The Emerging Irony of US Energy Independence

Oil workers on a hydrofracking site.
Getty Images
Oil workers on a hydrofracking site.

For the first time in decades, pundits are talking seriously about U.S. energy independence. Yet the changes are anchored in precisely the opposite phenomenon. The United States is more entangled in the global energy system than it has ever been—and ever-rising world demand for energy will remain at the root of transformations in American energy for years to come.

It's richly ironic.

Take the emergence of shale gas as an economic engine and geopolitical disruptor. Entrepreneurs would never have figured out how to efficiently combine horizontal drilling and hydraulic fracturing—the masterstroke that has allowed companies to unlock natural gas trapped in shale—if rising natural gas prices in the 2000s had not created an economic incentive to experiment.

Those high natural gas prices, in turn, can be traced to ever-higher prices for oil, since the two fuels competed in U.S. industry until a few years ago, keeping their prices roughly in line. And those oil prices? We would never have experienced them if rapidly growing use in China and beyond hadn't strained available supplies.

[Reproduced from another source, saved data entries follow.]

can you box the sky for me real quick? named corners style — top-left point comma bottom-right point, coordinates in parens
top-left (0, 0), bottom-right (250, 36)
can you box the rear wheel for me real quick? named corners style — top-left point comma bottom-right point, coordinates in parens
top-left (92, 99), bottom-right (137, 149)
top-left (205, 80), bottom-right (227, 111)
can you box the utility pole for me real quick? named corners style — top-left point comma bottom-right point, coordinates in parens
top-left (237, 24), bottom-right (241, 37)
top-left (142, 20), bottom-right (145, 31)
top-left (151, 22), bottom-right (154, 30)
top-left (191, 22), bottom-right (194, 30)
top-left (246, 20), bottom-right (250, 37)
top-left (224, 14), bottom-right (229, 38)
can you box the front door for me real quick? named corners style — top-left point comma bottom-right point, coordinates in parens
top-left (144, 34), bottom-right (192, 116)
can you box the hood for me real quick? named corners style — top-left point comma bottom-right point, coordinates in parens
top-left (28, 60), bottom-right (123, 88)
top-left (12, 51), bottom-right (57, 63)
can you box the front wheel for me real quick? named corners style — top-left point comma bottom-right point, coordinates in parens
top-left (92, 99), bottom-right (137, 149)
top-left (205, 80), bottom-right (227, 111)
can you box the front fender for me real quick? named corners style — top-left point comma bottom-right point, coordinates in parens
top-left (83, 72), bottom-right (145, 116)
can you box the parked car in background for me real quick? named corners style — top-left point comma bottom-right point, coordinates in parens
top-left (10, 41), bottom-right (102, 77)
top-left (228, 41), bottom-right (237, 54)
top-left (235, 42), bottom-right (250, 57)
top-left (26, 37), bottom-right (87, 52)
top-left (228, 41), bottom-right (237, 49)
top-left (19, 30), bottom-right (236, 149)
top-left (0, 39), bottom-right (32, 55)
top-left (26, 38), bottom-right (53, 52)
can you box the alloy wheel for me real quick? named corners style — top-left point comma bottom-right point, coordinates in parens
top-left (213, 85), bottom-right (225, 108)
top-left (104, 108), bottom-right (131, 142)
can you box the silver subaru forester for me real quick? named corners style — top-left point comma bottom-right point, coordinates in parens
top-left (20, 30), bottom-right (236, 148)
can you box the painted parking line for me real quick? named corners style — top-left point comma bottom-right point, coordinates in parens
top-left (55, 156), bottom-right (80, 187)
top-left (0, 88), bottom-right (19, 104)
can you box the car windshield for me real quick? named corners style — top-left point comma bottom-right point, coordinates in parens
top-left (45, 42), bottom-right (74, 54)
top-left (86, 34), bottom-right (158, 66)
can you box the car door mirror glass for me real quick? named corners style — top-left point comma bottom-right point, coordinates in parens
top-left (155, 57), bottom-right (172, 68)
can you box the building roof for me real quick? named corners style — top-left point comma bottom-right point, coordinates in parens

One can tell an even more powerful story for the U.S. oil boom that in 2012 led to the largest ever one-year increase in American crude production. Tight oil, which is driving the gains, is benefiting not only from the technologies first developed to extract natural gas, but is being buoyed even today by continuing high oil prices. Shale gas has largely survived a collapse in U.S. natural gas prices, but most tight oil development would not survive an oil price crash. The growth we're seeing from Ohio to Texas thus continues to ultimately owe its continued strength in large part to ever-rising oil demand overseas.

A similar pattern prevails for Detroit and the U.S. automobile industry. In the last seven years, U.S. oil consumption has fallen by about 10 percent, driven by new technology, stricter regulation and higher oil prices. (This number is big: It's about the same as the gain in U.S. oil production.)

But it's not just the high prices that can be traced to developments overseas. During the 2000s, as more major international powers (notably China) emerged as big oil consumers, U.S. policymakers became seized with the national security risks that U.S. dependence on oil continues to create. Part of their response was to mandate better fuel efficiency for cars and trucks. The results at home are only beginning to unfold.

Global demand for fuel does even more to explain what's happening in renewable energy, where U.S. production has doubled in the last four years as prices have plunged. The surge in wind and solar deployment in the United States has been propelled by public policy that subsidizes new facilities. That, in turn, has been spurred by an intense belief that rising climate change risks mean that an all-out push for emissions-free energy is essential. And why the increasing worries that carbon emissions must be quickly brought under control? The biggest driver of rising emissions is—you guessed it—ever-higher demand for energy in the developing world, which is being met overwhelmingly by high-carbon coal.

As all these trends accelerate in the coming years, the influence of rising world demand on American energy will increase, not recede. Without ever-rising global appetite for oil, prices could crash, taking the U.S. oil boom down with them and pushing U.S. oil use back up, too. Overseas demand for natural gas has already sparked a flurry of interest in exporting the fuel from the United States to Europe and Asia, which will further alter the U.S. energy landscape. Carbon emissions from the developing world will almost certainly rise, intensifying pressure on the United States to push ahead with emissions-free fuels.

Over the last two years, I've traveled around the United States, exploring immense changes unfolding in American energy. Each transformation has its own local character, from the shale gas surge in Pennsylvania and tight oil boom in North Dakota to the emergence of a clean energy economy around Silicon Valley and historic changes in the cars being produced in Detroit. Yet a far-less-local thread links all of these: Their ultimate spark, inevitably, is skyrocketing demand for energy on the other side of the world.

_ By Michael Levi, for CNBC.com

Levi is the David M. Rubenstein senior fellow for energy and the environment at the Council on Foreign Relations and director of its program on energy security and climate change. He is author of The Power Surge: Energy, Opportunity, and the Battle for America's Future.